Heralded by a wailing bluesy harmonica, "Blue Sky Mine" tells the story of a worker who has ethical, anti-corporate principles, "but if I work all day on the blue sky mine/there'll be food on the table tonight". More than that, the company deceives its shareholders by fudging the books. "Who's gonna save me?" cries the worker plaintively, but there is hope: "In the end the rain comes down/washes clean the streets of a blue sky town."
An aborigine can't believe that despite the hypermart malls, industrial technology, and ATMs, that he can see the "Stars Of Warburton" waiting for him. He wishes for buffalos, wallaby stew, sandstone cliffs, all hallmarks of his culture. Warburton is not only a town, but the name of an aboriginal reserve located in the east end of West Australia province.
An eerie sound reminiscent of Phil Collins' "In The Air Tonight" is prevalent in "Bedlam Bridge". The instrumentation later picks up, but the title place is the gateway to "a place that knows no poverty/a town without pollution." That is in contrast to the upscale apartments, where one sees "the golden ghetto's creeper."
"Forgotten Years" has a strong guitar riff and pace bringing back the "diesel and dust", and it's a story how the older generation of aboriginals fought in World War II, lost the rights to their lands ("contracts torn at the edges/old signatures stained with tears") had it tougher than the younger generation, who have it easy. This is a call to never forget those years, "the hardest years, the darkest years/the roarin' years, the fallen years". The best song here.
The somber "Mountains Of Burma" criticizes "a government that has axes in its eyes" and hopes years of activism, from workers marching on May Day, to females fighting for equal pay, won't give way to complacency. What do we indeed do when "bills fall due for the industrial revolution"?
"King Of The Mountain" decry the destruction of land for the benefit of the sugar cane industry. There's a poignant verse of the destruction sung in rapid-fire punk anger: "I can't take the hands from my face/there are some things we can't replace."
The slow "River Runs Red" is downright depressing and condemns corporate ravishment of the land: "So you cut all the tall trees down/you poisoned the sky and the sea/you've taken what's good from the ground/but you left precious little for me." And the force behind it is the dollar. The song rises to a crescendo with the chorus repeats: "River runs red/black rain falls/on my bleeding land."
"Shakers And Movers" is a worrying but catchy Byrdsy song about what's done in the name of the "great god of development" Key line here: "Tomorrow's child takes concrete footsteps/and they'll drink champagne or be damned."
"One Country" is Garrett at his philosophical best. The song lines are mostly age-old questions that have been debated by intellectuals for years: "Who hands out equal rights/who starts and ends that fight" or "Who'd like to change the world", "Who gets to work for bread". And in typical Dylanesque style, he says "don't call me the tune, I will walk away." This hints that we have to figure it out for ourselves. But "One country/one understanding" is what it amounts to.

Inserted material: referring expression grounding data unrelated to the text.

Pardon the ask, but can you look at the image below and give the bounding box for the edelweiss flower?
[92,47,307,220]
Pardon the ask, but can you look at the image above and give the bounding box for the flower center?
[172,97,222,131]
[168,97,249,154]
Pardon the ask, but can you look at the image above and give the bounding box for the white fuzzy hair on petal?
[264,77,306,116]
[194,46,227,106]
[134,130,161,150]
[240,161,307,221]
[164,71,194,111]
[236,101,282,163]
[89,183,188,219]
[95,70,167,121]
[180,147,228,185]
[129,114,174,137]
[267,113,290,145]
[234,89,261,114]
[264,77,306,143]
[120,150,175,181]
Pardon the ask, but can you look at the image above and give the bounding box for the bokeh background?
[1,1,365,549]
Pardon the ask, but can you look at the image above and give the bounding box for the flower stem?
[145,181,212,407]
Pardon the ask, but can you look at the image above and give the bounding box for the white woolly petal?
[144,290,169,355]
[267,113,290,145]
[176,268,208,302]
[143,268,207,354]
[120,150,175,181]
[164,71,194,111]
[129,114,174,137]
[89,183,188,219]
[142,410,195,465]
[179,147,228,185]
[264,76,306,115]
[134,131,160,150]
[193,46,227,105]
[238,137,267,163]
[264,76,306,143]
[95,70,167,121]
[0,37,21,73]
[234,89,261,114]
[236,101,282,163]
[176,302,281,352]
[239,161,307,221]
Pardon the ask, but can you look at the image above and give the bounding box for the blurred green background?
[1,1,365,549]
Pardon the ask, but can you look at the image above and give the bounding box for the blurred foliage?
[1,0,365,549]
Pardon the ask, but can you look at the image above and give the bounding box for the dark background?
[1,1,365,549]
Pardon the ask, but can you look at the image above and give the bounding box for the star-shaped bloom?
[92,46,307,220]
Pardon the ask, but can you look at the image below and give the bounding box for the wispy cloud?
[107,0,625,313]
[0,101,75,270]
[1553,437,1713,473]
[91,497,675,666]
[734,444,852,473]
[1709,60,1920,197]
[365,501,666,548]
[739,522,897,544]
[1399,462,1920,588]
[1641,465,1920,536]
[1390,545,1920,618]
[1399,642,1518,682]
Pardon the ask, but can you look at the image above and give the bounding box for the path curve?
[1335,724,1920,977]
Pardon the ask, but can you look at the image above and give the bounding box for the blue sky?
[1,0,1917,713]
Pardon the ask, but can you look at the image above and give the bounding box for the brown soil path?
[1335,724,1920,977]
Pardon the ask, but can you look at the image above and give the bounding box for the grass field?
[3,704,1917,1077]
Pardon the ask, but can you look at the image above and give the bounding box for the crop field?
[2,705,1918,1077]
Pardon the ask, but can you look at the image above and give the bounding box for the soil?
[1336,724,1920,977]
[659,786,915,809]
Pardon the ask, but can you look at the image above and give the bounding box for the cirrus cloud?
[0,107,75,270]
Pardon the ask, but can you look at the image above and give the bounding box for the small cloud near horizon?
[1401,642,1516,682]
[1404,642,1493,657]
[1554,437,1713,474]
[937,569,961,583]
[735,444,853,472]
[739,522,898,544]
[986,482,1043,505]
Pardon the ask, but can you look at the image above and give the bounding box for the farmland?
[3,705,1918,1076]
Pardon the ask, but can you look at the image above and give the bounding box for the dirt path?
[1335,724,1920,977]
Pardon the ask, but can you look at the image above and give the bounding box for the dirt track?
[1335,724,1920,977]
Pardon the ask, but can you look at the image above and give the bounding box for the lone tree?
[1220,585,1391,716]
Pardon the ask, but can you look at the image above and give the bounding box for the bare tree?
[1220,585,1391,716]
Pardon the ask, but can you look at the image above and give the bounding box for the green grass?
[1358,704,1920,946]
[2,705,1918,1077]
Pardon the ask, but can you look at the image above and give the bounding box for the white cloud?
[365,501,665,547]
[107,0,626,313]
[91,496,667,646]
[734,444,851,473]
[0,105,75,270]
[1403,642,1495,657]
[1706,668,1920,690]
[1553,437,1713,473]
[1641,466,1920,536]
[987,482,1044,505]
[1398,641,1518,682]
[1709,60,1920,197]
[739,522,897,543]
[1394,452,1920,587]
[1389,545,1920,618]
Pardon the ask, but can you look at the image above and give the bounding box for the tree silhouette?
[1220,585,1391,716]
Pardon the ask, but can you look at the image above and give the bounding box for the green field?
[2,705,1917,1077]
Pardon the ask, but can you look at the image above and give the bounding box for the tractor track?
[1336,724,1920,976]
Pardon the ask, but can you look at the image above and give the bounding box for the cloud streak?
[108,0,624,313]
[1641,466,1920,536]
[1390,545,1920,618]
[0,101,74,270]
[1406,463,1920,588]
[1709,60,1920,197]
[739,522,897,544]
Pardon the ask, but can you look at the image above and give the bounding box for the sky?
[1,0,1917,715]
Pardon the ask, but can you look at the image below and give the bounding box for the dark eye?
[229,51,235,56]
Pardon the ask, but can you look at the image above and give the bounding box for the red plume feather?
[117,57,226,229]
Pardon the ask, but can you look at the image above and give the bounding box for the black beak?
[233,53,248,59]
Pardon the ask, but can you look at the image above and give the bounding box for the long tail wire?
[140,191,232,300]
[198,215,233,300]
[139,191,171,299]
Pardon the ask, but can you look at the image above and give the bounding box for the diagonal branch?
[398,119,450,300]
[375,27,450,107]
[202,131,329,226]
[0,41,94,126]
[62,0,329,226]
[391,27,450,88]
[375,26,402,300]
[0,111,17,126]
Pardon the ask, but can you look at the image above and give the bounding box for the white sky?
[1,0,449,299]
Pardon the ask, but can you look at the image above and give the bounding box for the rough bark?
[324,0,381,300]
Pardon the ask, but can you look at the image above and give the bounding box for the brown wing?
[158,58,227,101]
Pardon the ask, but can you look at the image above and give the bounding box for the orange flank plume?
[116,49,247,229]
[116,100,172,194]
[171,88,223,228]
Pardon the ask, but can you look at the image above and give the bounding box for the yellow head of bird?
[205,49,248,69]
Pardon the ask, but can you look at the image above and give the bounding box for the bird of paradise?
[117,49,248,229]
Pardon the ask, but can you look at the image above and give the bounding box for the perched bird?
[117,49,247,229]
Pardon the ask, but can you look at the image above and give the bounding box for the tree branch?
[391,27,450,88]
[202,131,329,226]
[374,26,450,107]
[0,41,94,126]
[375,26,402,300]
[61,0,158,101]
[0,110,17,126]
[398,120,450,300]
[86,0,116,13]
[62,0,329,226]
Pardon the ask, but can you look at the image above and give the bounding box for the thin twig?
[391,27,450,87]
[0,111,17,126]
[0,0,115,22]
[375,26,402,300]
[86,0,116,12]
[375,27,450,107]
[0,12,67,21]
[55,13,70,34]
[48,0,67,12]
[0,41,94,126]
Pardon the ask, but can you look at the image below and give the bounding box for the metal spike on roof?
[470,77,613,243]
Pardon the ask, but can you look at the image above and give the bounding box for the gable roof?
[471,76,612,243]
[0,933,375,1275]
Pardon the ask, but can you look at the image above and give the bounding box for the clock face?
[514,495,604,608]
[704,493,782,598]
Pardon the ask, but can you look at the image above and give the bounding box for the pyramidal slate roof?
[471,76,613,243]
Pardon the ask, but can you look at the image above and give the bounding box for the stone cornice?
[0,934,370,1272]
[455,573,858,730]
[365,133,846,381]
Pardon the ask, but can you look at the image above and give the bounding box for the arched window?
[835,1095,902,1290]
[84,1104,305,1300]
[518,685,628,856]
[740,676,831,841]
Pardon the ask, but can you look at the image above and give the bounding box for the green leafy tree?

The narrator of the somber final track "Antarctica" is a snowplow that at one point says "There must be one place left in the world/where the skin says it can breathe/there's gotta be one place left in the world/it's a solitude of distance and relief."
Blue Sky Mine may not have the punch of Diesel And Dust, but that is replaced by more pressing concerns against the sugar industries exploiting aboriginal lands and environmental rapine that takes place in the name of the "great god of development." A great companion to Diesel And Dust.